İtirazın iptaline konu Bursa 16.İcra Müdürlüğünün 2018/13156 Esas sayılı dosyasında davacı alacaklı tarafından davalı borçlu aleyhine 5.004,50 TL asıl alacak, 479, 76 TL işlemiş faiz olmak üzere toplam 5.483, 81 TL alacağın tahsili için genel haciz yoluyla icra takibi başlattığı, alacağın 15/11/2018 tarihli cari hesap estersine dayalı olarak talep edildiği, ödeme emrinin borçlu şirkete 19/11/2018 tarihinde tebliğ edildiği, borçlu vekilinin süresi içerisinde icra müdürlüğünün yetkisine, borca ve ferilerine itiraz ettiği, hak düşürücü süre içerisinde işbu itirazın iptali davasının açıldığı ve itirazın iptalinin davacı tarafça sadece asıl alacağa yönelik talep edildiği görülmektedir.

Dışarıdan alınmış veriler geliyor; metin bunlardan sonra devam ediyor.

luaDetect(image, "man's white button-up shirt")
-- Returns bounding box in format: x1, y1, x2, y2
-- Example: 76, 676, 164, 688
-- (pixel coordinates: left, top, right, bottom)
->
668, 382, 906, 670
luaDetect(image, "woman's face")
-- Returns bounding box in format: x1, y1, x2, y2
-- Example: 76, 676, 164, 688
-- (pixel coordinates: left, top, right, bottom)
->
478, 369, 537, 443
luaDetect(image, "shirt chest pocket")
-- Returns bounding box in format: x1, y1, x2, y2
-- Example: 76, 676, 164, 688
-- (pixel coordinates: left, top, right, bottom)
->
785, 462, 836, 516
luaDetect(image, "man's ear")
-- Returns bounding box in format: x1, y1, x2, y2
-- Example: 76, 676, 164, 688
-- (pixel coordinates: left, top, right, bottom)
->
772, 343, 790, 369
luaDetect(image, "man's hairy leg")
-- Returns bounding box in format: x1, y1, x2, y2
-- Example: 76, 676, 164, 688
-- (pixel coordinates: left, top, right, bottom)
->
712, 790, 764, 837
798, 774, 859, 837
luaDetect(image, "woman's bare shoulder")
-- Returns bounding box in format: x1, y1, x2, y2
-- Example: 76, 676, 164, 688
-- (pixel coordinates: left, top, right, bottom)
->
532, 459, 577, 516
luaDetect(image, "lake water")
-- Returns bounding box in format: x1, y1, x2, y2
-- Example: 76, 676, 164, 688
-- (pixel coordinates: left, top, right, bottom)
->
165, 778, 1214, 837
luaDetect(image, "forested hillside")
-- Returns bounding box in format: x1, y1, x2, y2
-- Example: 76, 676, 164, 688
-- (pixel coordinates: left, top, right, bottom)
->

Davalı taraf, icra dairesinin yetkisine ve mahkemenin yetkisine itiraz etmiştir. İcra dairesinin yetkisi İİK’nın 50. maddesinde düzenlenmiş olup, HMK’daki mahkemelerin yetkisini düzenleyen hükümler çerçevesinde, ön sorun (hadise) şeklinde incelenip karara bağlanması gerekir. İİK’nın 50/1. maddesinde, HMK’nın yetkiye dair hükümlerinin kıyas yoluyla tatbik olunacağı düzenlenmiştir. Buna göre, HMK’nın 6. maddesi hükmü uyarınca kural olarak yasada aksine hüküm bulunmadıkça davanın açıldığı tarihte davalının ikametgahı sayılan yer mahkemesi yetkili ise de, icra takibine konu edilen alacak bir para alacağı olduğuna göre, Türk Borçlar Kanunu’nun 89. maddesi gereğince para borcu alacaklıya götürülerek ödenmesi gereken borçlardan olduğundan, davacının yerleşim yeri icra dairesi ve mahkemeleri de yetkilidir.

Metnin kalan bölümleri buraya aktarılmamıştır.